Na tentativa de descobrir essas respostas, Greitemeyer fez um estudo com o objetivo de colocar os participantes em uma mentalidade positiva e não defensiva antes deles classificarem a atratividade. Para conseguir isso ele foi fazendo perguntas para os participantes que afirmavam partes da sua personalidade que não tinham nada a ver com a aparência física.

No entanto, essa técnica não mudou a maneira como os participantes se classificaram. O que sugeriu que as pessoas pouco atraentes não superestimam sua aparência fora da defensiva.

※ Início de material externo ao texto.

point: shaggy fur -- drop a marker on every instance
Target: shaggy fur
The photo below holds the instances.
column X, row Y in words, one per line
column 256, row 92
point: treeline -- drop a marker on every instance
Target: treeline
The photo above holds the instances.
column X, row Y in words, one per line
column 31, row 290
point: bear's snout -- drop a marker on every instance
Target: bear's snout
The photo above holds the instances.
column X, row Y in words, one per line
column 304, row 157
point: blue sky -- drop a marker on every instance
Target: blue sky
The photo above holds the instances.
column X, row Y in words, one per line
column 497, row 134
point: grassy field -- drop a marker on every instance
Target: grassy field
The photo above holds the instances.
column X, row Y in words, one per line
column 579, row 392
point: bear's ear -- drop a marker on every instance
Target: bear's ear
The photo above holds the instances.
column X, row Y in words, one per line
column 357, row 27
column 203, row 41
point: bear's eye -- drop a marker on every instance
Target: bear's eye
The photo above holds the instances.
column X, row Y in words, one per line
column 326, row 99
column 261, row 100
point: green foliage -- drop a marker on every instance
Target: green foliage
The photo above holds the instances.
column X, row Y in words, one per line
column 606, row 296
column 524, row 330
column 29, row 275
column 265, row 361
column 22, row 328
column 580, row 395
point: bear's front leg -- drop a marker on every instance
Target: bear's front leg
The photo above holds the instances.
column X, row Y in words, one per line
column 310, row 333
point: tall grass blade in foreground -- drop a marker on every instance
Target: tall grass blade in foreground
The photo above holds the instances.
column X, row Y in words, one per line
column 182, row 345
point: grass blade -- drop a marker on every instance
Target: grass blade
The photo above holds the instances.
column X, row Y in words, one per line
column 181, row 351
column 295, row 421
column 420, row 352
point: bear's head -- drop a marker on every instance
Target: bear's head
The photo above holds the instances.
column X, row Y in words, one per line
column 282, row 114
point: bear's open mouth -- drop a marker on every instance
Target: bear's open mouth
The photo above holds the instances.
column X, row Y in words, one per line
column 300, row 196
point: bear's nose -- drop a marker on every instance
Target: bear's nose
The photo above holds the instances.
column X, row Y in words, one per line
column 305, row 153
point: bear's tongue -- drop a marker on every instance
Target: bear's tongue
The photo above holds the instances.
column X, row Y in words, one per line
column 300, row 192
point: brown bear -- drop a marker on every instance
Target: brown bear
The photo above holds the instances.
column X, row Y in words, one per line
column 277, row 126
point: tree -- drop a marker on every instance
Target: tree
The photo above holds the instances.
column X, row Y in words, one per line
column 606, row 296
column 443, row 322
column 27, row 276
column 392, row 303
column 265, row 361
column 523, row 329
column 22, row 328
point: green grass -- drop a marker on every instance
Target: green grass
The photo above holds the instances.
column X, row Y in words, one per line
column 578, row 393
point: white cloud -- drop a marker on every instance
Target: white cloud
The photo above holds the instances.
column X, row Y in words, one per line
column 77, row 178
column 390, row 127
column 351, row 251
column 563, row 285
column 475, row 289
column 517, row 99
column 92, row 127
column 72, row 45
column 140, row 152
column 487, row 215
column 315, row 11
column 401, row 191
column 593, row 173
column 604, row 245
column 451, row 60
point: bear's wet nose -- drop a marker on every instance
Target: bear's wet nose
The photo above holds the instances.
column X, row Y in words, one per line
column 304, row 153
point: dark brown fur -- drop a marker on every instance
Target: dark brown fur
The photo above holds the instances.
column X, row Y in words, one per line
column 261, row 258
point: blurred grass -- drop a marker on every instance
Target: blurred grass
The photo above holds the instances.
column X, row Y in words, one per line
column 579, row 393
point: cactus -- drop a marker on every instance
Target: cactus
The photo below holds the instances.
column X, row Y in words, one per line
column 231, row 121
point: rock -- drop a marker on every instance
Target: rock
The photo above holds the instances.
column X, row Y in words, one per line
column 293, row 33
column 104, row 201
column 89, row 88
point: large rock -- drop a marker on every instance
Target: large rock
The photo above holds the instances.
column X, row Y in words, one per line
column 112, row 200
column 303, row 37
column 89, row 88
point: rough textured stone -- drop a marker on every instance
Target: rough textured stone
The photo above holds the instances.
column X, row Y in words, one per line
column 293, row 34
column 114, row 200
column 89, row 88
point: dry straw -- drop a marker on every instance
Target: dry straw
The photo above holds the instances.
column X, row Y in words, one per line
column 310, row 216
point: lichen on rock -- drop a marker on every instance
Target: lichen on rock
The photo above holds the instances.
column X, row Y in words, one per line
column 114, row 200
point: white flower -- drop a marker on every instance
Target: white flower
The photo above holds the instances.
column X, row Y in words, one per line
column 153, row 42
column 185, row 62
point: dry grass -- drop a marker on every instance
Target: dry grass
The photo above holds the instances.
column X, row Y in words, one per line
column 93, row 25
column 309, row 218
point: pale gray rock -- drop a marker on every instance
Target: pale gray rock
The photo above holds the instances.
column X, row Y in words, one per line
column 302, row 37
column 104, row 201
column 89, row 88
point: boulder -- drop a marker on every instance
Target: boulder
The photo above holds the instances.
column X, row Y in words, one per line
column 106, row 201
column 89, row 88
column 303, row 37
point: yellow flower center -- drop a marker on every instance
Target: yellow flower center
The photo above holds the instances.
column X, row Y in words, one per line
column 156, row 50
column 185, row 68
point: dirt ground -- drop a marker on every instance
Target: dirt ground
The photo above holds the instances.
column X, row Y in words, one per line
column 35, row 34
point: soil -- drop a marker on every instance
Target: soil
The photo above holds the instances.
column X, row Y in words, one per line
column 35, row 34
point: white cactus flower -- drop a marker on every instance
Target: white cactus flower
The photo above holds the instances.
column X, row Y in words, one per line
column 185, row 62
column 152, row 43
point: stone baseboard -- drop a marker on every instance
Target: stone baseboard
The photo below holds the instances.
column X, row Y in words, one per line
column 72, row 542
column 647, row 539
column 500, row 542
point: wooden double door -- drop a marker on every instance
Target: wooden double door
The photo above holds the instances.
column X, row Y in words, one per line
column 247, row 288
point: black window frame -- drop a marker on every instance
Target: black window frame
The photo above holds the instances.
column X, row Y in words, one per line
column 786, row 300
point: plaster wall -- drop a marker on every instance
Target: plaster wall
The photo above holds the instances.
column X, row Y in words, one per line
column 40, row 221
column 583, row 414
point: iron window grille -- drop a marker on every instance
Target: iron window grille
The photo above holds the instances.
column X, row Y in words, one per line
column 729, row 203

E os estudos sempre chegavam a mesma conclusão de que as pessoas pouco atraentes superestimam sua atratividade. Além disso, Greitemeyer também descobriu que as pessoas pouco atraentes eram piores em diferenciar as pessoas atraentes das menos atraentes.

Resumindo, isso permanece um mistério de porque exatamente as pessoas pouco atraentes superestimam sua própria aparência. E o autor concluiu que, por mais que a maioria das pessoas seja capaz de julgar a atratividade dos outros, ” parece que aqueles que não são atraentes não sabem que não são atraentes”.